An obtuse angle, or any angle, is generally measured with the help of a protractor, a D-shaped mathematical tool used to measure angles in geometric figures. Follow the below-mentioned steps for measuring an obtuse angle with ease and accuracy: 

• Position the centre of the protractor over the vertex of the angle.
• Position one of the rays over the zero-degree line of the protractor.
• Read the number at which the second ray crosses the scale of the protractor. If it is between 90° and 180°, you have an obtuse angle.

4.0Acute and Obtuse Angles 

Acute and obtuse angles are the two aspects of two-dimensional geometry and topics related to lines and rays. However, both of these angles possess certain important differences, which include: 

Acute Angle	Obtuse Angle
Acute angles are the ones that measure less than 90°.	Degrees of an obtuse angle generally measure greater than 90° and less than 180°
Visually, these angles appear to be sharp and narrow at their ends.	Obtuse angles appear wide and spread out at the meeting point of two rays.
Acute angles can be complementary (the sum of a pair of angles equal to 90°) with another acute angle.	These angles can never form a complementary angle pair with another obtuse angle.
The range of acute angles always lies between 0° to 90°.	The range of obtuse angles starts from 90° and ends at 180°.
Examples of acute angles can be 45°, 60°, and even 89°.	Examples of obtuse angles are 120°, 91°, and 179°.

5.0Triangle with an Obtuse Angle

A triangle with an obtuse angle is a triangle with one angle equal to greater than 90° while the other two angles equal to less than 90°. The sum of these angles always equals 180°, also known as the angle sum property of a triangle. For example, if in a given triangle ABC, one angle is equal to ∠A ＞90° and ∠B and ∠C ＜90°, such that ∠A + ∠B + ∠C = 180°. 

 It's worth mentioning that any triangle that has one obtuse angle will always be an obtuse triangle, no matter what the actual measurements of the other two angles are, as long as they are acute.

6.0Real-Life Application of Obtuse Angles 

Obtuse angles are not merely theoretical entities; they occur in numerous real-life scenarios. These are some familiar examples:

• Clock Hands: At 10:10 or 2:50, the angle between the hour hand and the minute hand of a clock is an obtuse angle. The angle is greater than 90° but less than 180°.
• Scissors: The angle between the handles of open scissors is an obtuse angle.
• Ceiling Fan Blades: When the blades of a ceiling fan are opened up, they tend to create an obtuse angle.
• Road Intersections: In city planning, certain road intersections can create obtuse angles where roads intersect at a broader angle than a right angle.

7.0Solved Examples: Obtuse Angle 

Problem 1: In an obtuse triangle, one angle measures 100°, and the other angle measures 40°. What is the third angle?

Solution: Given that 100° and 40° are the angles of an obtuse triangle.
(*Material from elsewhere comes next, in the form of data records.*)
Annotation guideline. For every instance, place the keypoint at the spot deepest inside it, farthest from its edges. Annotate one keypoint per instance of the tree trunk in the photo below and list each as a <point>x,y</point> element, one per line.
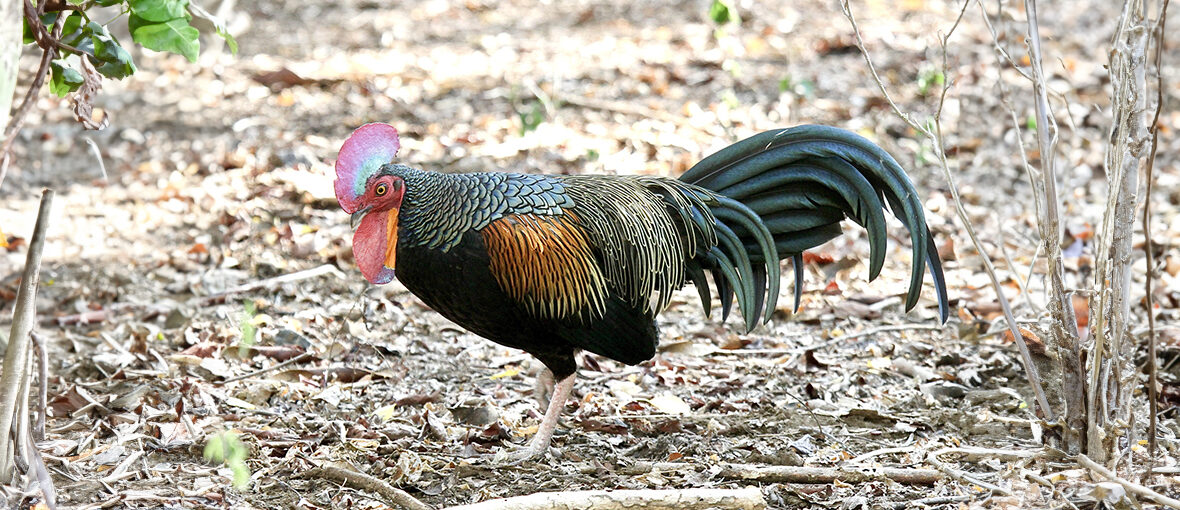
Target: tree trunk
<point>11,13</point>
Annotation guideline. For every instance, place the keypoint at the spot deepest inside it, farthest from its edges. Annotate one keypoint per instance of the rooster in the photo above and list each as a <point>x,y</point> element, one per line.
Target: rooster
<point>556,265</point>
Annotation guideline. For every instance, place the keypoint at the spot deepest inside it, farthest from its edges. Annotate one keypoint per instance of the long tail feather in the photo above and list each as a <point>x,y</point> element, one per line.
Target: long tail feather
<point>787,190</point>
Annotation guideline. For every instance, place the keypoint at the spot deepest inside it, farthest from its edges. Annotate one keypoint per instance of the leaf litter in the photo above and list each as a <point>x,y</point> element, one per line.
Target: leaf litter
<point>221,180</point>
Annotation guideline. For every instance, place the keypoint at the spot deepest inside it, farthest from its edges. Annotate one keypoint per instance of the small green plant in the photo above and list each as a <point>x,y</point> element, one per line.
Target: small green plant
<point>722,12</point>
<point>159,25</point>
<point>249,331</point>
<point>804,87</point>
<point>929,78</point>
<point>225,448</point>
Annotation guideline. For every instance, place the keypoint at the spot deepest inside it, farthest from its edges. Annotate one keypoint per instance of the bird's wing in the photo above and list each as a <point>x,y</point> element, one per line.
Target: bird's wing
<point>548,265</point>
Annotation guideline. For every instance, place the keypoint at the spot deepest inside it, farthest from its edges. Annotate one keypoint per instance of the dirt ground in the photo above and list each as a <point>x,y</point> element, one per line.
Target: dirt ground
<point>220,177</point>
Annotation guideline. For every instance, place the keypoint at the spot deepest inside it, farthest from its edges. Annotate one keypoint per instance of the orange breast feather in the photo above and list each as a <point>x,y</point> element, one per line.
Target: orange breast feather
<point>546,263</point>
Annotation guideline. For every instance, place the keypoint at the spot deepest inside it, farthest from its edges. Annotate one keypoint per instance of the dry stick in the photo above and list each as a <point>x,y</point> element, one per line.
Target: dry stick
<point>807,475</point>
<point>1108,410</point>
<point>749,498</point>
<point>779,473</point>
<point>268,282</point>
<point>830,341</point>
<point>1049,221</point>
<point>1152,342</point>
<point>32,17</point>
<point>15,358</point>
<point>269,368</point>
<point>43,386</point>
<point>356,479</point>
<point>1134,488</point>
<point>105,313</point>
<point>936,138</point>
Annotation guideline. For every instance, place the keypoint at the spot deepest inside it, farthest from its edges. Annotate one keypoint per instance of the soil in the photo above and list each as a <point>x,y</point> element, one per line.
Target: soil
<point>218,175</point>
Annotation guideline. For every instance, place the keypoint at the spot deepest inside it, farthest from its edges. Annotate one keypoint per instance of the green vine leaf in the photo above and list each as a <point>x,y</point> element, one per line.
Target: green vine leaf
<point>112,60</point>
<point>174,36</point>
<point>159,11</point>
<point>218,25</point>
<point>63,78</point>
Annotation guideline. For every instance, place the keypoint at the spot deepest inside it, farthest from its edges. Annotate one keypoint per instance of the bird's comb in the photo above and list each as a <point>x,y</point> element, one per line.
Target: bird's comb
<point>362,154</point>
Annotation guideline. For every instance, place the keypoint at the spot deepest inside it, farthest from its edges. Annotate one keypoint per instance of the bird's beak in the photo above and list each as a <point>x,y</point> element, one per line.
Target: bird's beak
<point>355,220</point>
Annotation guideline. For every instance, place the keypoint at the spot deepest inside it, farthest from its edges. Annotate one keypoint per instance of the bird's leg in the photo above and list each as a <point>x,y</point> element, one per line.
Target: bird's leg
<point>539,442</point>
<point>543,391</point>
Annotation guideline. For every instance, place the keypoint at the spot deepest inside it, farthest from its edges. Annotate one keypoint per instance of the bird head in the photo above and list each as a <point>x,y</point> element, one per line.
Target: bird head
<point>372,194</point>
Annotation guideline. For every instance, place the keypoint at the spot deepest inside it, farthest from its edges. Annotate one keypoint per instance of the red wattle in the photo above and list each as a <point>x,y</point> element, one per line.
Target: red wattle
<point>369,247</point>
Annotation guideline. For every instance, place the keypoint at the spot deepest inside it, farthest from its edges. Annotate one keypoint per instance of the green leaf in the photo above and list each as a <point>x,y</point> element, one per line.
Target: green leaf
<point>73,21</point>
<point>723,12</point>
<point>63,78</point>
<point>227,448</point>
<point>174,36</point>
<point>110,58</point>
<point>719,12</point>
<point>218,25</point>
<point>158,11</point>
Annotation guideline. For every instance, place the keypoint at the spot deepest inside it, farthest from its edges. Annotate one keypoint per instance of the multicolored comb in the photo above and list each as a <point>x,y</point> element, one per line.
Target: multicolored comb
<point>362,154</point>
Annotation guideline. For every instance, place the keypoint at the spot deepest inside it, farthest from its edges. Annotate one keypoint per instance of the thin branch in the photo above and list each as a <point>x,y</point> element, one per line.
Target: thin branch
<point>1134,488</point>
<point>831,341</point>
<point>300,358</point>
<point>808,475</point>
<point>1153,391</point>
<point>18,117</point>
<point>749,498</point>
<point>267,283</point>
<point>364,482</point>
<point>17,355</point>
<point>941,151</point>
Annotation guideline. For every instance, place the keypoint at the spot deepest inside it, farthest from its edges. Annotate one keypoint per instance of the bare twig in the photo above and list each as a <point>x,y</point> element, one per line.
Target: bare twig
<point>1152,342</point>
<point>749,498</point>
<point>936,138</point>
<point>15,361</point>
<point>1049,221</point>
<point>267,283</point>
<point>1134,488</point>
<point>356,479</point>
<point>1110,357</point>
<point>831,341</point>
<point>43,386</point>
<point>297,359</point>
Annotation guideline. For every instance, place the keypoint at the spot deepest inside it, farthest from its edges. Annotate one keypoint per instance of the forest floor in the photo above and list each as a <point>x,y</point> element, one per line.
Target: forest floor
<point>159,308</point>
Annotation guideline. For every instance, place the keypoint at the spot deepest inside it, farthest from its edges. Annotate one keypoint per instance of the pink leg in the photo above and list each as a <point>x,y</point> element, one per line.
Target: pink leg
<point>539,442</point>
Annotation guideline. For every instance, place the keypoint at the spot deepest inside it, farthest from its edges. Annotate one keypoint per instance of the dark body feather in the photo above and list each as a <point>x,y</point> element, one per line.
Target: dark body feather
<point>552,265</point>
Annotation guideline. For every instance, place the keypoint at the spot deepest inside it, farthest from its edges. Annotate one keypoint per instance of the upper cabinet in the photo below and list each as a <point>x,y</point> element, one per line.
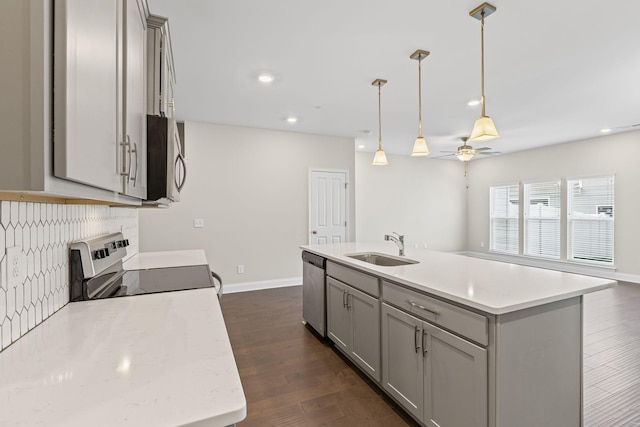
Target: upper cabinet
<point>134,133</point>
<point>161,81</point>
<point>75,90</point>
<point>99,94</point>
<point>87,73</point>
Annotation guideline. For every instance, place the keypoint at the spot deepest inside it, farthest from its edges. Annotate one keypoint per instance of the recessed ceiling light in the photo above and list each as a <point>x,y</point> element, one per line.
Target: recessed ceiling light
<point>266,78</point>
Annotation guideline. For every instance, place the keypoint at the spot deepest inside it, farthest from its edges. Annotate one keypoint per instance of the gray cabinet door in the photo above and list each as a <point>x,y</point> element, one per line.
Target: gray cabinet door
<point>455,392</point>
<point>86,87</point>
<point>338,328</point>
<point>403,364</point>
<point>134,133</point>
<point>364,313</point>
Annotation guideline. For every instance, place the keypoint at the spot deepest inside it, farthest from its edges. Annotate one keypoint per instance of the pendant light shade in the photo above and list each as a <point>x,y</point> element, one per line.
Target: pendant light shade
<point>380,158</point>
<point>484,129</point>
<point>420,147</point>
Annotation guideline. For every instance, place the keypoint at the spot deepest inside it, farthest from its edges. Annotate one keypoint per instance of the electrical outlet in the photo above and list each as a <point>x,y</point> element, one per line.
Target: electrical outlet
<point>16,266</point>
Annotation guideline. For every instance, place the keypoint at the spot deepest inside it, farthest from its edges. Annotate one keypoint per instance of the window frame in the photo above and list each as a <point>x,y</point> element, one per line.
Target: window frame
<point>528,219</point>
<point>507,220</point>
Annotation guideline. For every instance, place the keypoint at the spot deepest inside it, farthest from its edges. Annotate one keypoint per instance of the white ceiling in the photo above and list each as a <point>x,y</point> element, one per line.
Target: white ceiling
<point>556,71</point>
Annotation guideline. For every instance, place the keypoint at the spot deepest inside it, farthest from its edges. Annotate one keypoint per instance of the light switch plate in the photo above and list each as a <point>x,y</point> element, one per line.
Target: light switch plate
<point>16,266</point>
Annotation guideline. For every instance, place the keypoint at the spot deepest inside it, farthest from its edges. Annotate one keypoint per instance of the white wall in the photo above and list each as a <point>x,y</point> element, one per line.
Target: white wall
<point>422,198</point>
<point>251,188</point>
<point>613,154</point>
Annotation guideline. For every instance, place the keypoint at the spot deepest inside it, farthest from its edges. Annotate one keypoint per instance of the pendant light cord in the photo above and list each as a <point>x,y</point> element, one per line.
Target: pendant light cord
<point>420,96</point>
<point>379,119</point>
<point>482,61</point>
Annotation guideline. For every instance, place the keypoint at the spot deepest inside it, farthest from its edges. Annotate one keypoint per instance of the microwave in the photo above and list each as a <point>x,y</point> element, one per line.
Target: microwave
<point>166,166</point>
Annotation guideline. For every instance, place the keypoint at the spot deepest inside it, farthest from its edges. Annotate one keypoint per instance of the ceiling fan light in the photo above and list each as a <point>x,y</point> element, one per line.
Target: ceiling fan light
<point>484,130</point>
<point>420,147</point>
<point>464,156</point>
<point>380,158</point>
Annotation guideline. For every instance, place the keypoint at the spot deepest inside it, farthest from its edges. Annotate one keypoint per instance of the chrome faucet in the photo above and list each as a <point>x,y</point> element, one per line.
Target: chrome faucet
<point>399,240</point>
For calculating the third angle, say x, use the angle sum property of a triangle. 

100° + 40° + x = 180°

140° + x = 180°

x = 180° – 140° = 40° 

Problem 2: In a triangle, two angles measure 50° and 60°. What is the measure of the third angle? Also, mention the type of this triangle. 

Solution: Let the third angle be x. By the angle sum property of a triangle, we know

50° + 60° + x = 180°

110° + x = 180°

x = 180° – 110° = 70°. 

It is an acute angle triangle.

Problem 3: You are given three angles: 110°, 50°, and 60°. Verify if these angles can form a triangle.

Solution: To verify if the given angles form a triangle, use the angle sum property of a triangle. According to the question, 

110° + 50° + 60° = 220°

220°＞180°

Hence, the given angles don’t form a triangle.